The first satellite of Galileo's next phase arrived at ESTEC in the Netherlands, on 15 May, for a rigorous set of tests to check its readiness for launch. This first Galileo Full Operational Capability (FOC) satellite is functionally identical to the first four Galileo In-Orbit Validation satellites already in orbit, the operational nucleus of the full Galileo constellation, but has been manufactured by a separate industrial team. Copyright ESA - A. Le Floc'h.

The first satellite of Galileo's next phase has arrived at ESA's technical heart in the Netherlands for a rigorous set of tests to check its readiness for launch.

This first Galileo Full Operational Capability - FOC - satellite is functionally identical to the first four Galileo In-Orbit Validation satellites already in orbit, the operational nucleus of the full Galileo constellation, but has been built by a separate industrial team.

Like all the other 21 FOC satellites so far procured by ESA, the satellite's prime contractor is OHB in Bremen, Germany and the navigation payload was produced by Surrey Satellite Technology Ltd in Guildford, UK.

This first FOC satellite arrived by road at ESTEC's Test Centre in Noordwijk, the Netherlands, on 15 May to undergo a series of tests simulating different aspects of launch and space environment.

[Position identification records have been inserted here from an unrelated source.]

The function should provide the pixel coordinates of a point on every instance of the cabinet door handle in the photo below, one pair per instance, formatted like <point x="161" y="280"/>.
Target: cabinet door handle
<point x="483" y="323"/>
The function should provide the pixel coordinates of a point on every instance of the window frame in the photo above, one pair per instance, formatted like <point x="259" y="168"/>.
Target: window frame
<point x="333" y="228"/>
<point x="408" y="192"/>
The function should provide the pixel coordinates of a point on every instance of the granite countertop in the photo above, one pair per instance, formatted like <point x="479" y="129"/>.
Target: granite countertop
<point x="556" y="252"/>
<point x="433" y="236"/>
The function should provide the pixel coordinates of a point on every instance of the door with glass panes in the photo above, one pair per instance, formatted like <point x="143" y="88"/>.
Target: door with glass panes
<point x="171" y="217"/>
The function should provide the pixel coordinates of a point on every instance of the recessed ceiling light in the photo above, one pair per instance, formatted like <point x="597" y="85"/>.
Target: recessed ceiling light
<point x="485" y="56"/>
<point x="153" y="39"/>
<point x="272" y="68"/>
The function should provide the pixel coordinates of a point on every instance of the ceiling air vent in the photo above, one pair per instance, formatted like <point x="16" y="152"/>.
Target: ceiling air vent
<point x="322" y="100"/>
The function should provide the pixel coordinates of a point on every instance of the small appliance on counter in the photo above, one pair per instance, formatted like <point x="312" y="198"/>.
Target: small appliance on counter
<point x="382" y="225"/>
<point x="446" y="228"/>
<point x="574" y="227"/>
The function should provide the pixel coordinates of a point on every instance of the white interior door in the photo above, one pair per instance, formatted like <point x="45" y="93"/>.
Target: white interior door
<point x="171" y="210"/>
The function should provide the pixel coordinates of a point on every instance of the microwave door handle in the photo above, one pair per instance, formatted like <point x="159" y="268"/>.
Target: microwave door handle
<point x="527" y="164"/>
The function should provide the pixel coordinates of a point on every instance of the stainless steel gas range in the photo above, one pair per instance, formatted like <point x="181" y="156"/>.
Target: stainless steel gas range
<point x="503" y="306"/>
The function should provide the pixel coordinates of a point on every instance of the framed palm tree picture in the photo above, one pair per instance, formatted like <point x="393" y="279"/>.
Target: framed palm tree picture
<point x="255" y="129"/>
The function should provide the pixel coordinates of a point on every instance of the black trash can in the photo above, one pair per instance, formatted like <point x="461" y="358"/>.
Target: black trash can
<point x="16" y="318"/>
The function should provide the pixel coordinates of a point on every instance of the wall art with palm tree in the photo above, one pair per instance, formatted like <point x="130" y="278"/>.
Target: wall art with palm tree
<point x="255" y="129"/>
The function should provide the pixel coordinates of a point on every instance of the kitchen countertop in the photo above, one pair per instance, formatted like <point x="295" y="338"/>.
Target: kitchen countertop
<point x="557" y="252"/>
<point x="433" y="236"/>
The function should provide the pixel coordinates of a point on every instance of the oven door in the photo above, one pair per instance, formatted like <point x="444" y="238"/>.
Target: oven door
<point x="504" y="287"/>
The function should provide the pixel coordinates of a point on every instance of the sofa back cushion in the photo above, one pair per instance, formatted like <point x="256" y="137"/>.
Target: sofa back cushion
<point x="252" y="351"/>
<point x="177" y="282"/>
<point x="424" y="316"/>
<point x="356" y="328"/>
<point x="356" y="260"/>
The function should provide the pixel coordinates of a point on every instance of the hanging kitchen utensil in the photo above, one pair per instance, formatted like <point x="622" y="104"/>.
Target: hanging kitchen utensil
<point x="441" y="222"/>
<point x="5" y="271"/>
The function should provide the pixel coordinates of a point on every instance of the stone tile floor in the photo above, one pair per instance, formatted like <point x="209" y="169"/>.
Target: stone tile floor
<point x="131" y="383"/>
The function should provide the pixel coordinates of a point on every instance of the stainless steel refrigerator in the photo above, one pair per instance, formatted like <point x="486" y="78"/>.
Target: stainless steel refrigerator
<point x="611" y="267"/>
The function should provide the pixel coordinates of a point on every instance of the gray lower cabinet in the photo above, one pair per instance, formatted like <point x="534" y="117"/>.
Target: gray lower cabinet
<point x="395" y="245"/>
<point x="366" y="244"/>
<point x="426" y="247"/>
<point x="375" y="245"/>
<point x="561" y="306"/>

The comprehensive test programme will validate the new design and all the satellites to follow.

A unique facility for Europe, ESA's test centre has all the facilities needed to validate a satellite for launch under a single roof.

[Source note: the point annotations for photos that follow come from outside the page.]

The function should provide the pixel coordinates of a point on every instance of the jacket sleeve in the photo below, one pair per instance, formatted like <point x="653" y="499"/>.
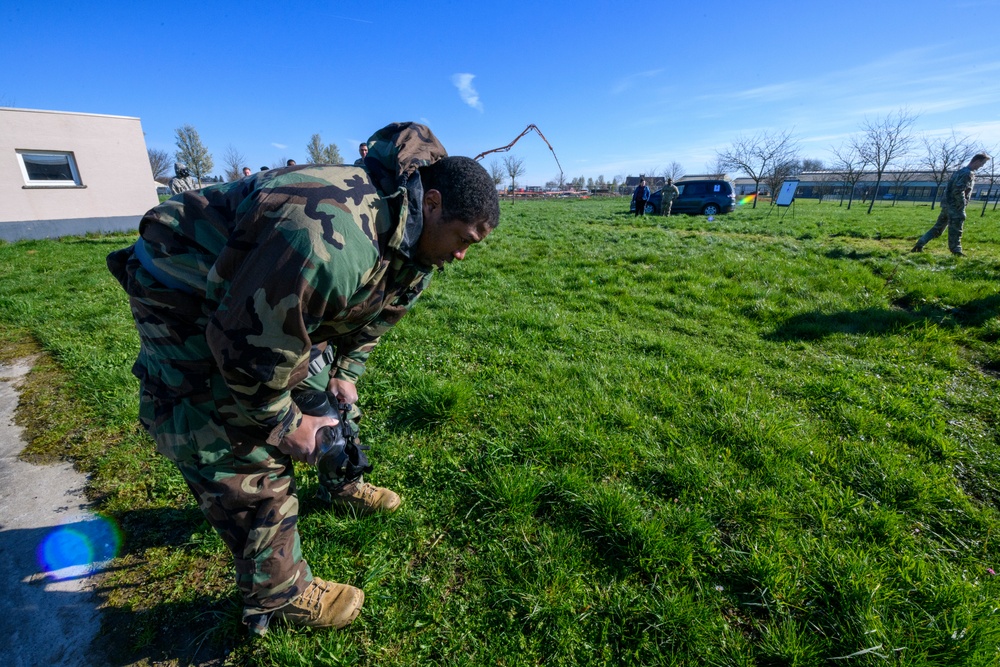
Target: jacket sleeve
<point x="353" y="351"/>
<point x="271" y="293"/>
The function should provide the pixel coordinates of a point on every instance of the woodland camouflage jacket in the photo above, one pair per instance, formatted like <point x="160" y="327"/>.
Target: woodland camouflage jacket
<point x="242" y="279"/>
<point x="956" y="194"/>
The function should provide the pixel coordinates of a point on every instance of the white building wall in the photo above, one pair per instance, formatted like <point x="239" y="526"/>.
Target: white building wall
<point x="110" y="154"/>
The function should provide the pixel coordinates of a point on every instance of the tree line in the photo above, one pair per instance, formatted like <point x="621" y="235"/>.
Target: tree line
<point x="193" y="153"/>
<point x="881" y="143"/>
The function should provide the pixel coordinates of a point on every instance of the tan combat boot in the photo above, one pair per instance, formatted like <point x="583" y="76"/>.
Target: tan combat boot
<point x="364" y="498"/>
<point x="324" y="604"/>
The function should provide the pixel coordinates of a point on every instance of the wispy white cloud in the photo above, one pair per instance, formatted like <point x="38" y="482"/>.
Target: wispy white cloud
<point x="629" y="81"/>
<point x="463" y="81"/>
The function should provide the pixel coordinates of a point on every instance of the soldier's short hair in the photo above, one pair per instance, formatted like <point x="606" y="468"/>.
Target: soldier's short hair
<point x="468" y="192"/>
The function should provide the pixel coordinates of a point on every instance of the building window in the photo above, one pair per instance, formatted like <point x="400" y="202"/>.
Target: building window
<point x="50" y="169"/>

Thermal vacuum testing will simulate the temperature extremes the satellites must endure in the airlessness of space throughout their 12-year working lifetimes. Without any moderating atmosphere, temperatures can shift hundreds of degrees from sunlight to shadow.

Other activities on the schedule include shaker and acoustic noise testing - simulating the vibration and noise of launch - as well as electromagnetic compatibility and antenna testing, placing the satellite in chambers shielded from all external radio signals to reproduce infinite space and check that its various antennas and electrical systems are interoperable without harmful interference.

Each satellite will offer the full range of Galileo positioning, navigation and timing services, plus search and rescue message relays, their accuracy ensured by onboard atomic clocks kept synchronised by a worldwide ground network.

"The Galileo FOC satellites provide the same capabilities as the previous IOV satellites, but with improved performance, such as higher transmit power," explains Giuliano Gatti, the Head of the Galileo Space Segment Procurement Office. "They are to all intents a new design that requires a full checkout before getting the green light for launch.

"By fully validating this satellite, the second flight model due to follow it here at beginning of June, and the third one due to arrive in ESTEC at middle of July, we gain full knowledge of their characteristics, and the further satellites in the series will require less rigorous functional testing."

The first four Galileo IOV satellites, launched in 2011 and 2012, were provided by EADS Astrium with Thales Alenia Space Italy responsible for integrating the satellites and Astrium in Portsmouth, UK, providing the navigation payloads. They provided their first navigation fix in March 2013.

The first FOC satellites are due to be launched together on a Soyuz from Europe's Spaceport in Kourou, French Guiana this autumn, with two more due to follow by the end of the year.

A European partnership
The definition, development and In-Orbit Validation phases of the Galileo programme are being carried out by ESA and co-funded with the European Commission (EC).

The subsequent FOC phase is managed and funded by the EC. The Commission has delegated the role of design and procurement agent to ESA for the FOC phase. At the same time as the satellites are being assembled on a production-line basis, ground stations are also being established on far-flung European territories around the globe.